I'm gonna have to get one. Possibly this weekend - maybe next month.

Does anyone have any real driving experience of them??

Also, I've only ever paid cash for cars before but this ones gonna be financed somehow so I guess PCP or HP or something will be the order of the day. What am I looking for in these types of contracts...

Many thanks


----------



## kmpowell (May 6, 2002)

R1 my friend, is that you in the sig link? If so, pop your photo on your sig as im sure it will piss certain people off more than your bike. 

As for the Elise, it might be worth you getting hold of some back copies of Evo as they have had a MK1 on road test for 12 months and have just taken delivery of a MK2 for road test.

Cheers


----------



## sam (May 7, 2002)

Had a bog standard S1 Elise for 4 years, briliant fun and with some care in the wet, an everyday car (and I'm a crap driver). Just replaced it with an S2111S which I'm yet to run in so can't really compare the two yet. Better build quality and noisier (sports exhaust).

My advice, is just get one. The TT feels like a transit van after the Elise.

Sam

Oh, and I found out this morning, that the S2 soft top leaks just as much as the S1. But who cares.


----------



## ir_fuel (Jan 10, 2003)

can u use an elise for day-to-day driving and doing e.g. 25.000 km/year without it being at the dealer every 3 months for stuff which needs fixing???
Isnt it a too hard ride for long distances and so on?


----------



## thorney (May 15, 2002)

Well I'm obviously biased for the VX  but drive a few back to back to get the feel for them, they can feel quite different.

As far as finance is concerned I'd get straight HP but with balanced payments (means you're paying back the principle from day 1 not just the interest as with PCP/HP).

I have a contact at Lombard who looks after me and has sorted loads of mates with good deals, give him a call and mention John Thorne recommended him. His name is Matthew Jones (ask for Paul if Matthew isn't there) on 02920 746000.

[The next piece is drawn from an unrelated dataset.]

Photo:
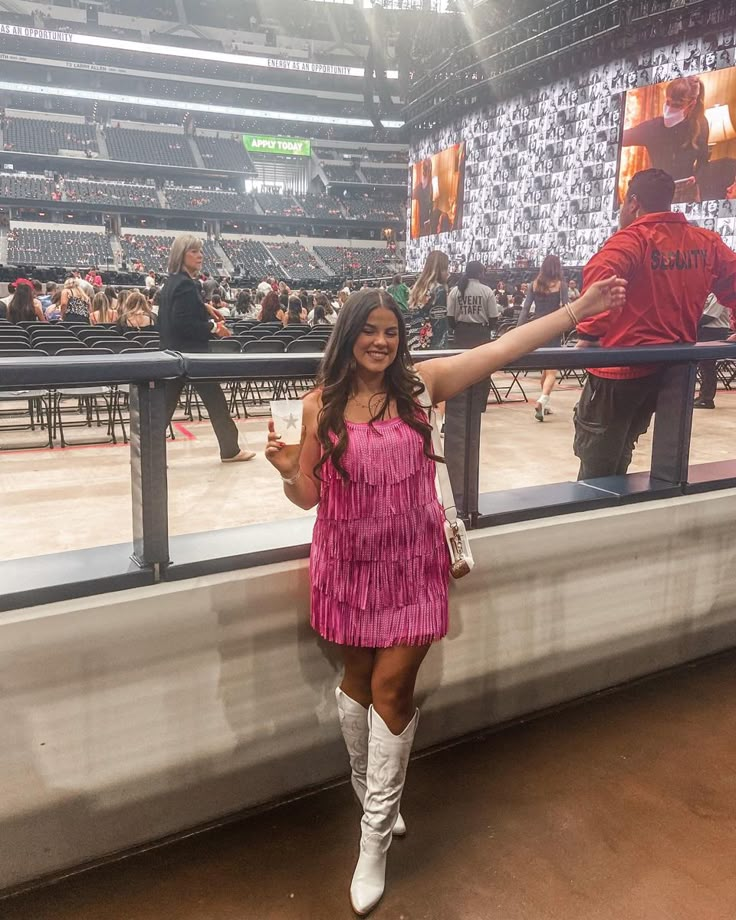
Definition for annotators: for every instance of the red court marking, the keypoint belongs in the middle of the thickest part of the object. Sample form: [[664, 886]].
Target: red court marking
[[184, 432]]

I'm not connected to LOmbard in any way just think a good service is worth recomending.


----------



## sam (May 7, 2002)

Most of my driving is short distances on windy roads, but not all. For long distances, I have no trouble but the seats don't adjust (except for sliding forwards/backwards) so if you don't like the fit, there's not much you can do. Five hours in one continuous stretch is the most I've done (and done that several times). I get knee ache, but that happens in the TT too. The S2 seats are softer.

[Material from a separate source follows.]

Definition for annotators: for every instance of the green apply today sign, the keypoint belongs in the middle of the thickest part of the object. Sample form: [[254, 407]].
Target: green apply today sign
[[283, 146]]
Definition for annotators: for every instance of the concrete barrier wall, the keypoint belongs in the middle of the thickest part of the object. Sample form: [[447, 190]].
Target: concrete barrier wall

Must admit, I didn't have entirely trouble free motoring and would advise anyone who doesn't live reasonably close to a main dealer to think very carefully. Fortunately for me, the dealer is only 6-7 miles from home.

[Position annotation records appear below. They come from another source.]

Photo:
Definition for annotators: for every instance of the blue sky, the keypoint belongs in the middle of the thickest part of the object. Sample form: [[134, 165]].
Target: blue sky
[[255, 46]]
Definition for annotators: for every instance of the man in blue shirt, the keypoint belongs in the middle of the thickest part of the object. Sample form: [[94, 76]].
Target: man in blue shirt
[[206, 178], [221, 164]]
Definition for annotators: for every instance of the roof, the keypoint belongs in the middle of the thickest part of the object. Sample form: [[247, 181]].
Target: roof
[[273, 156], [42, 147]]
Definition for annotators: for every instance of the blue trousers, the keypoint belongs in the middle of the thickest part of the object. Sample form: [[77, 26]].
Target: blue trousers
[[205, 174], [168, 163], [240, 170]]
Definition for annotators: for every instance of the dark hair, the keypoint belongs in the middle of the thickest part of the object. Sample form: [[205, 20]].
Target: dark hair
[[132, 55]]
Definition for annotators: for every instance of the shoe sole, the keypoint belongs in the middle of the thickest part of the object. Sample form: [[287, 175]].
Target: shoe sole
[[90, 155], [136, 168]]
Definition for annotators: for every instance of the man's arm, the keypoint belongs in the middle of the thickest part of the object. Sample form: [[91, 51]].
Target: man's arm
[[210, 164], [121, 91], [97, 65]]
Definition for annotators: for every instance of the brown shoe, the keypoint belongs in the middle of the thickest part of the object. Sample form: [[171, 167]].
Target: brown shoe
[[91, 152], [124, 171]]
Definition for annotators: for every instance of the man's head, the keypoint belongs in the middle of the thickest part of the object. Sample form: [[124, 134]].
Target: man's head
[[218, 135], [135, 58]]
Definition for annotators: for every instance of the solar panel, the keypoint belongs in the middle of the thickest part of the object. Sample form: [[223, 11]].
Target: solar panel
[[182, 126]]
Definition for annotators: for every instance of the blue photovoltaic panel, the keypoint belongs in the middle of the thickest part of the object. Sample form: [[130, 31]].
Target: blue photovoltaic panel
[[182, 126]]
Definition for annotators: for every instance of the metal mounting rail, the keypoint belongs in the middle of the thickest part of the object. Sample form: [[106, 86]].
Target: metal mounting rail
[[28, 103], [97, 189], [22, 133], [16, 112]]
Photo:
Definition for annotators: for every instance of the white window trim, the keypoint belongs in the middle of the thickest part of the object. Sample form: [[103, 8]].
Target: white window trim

Before getting the S2, I tried a Boxter S on long term demo which I thought a fantastic drive. I had pretty much decided to get one until I dropped it off and picked up my S1. I found out then that I knew I could live with a Boxter, but couldn't live without an Elise.

Sam


----------



## r1 (Oct 31, 2002)

Thanks guys - I'll get a few copies of Evo in when I see them and give your guy at Lombard a shout - thanks Thorney. 8)

Well, I'm going to test drive one tomorrow hopefully - I'll update you over the weekend/monday on how it goes.

R1

PS - Kev, what did you mean abou the photo???


----------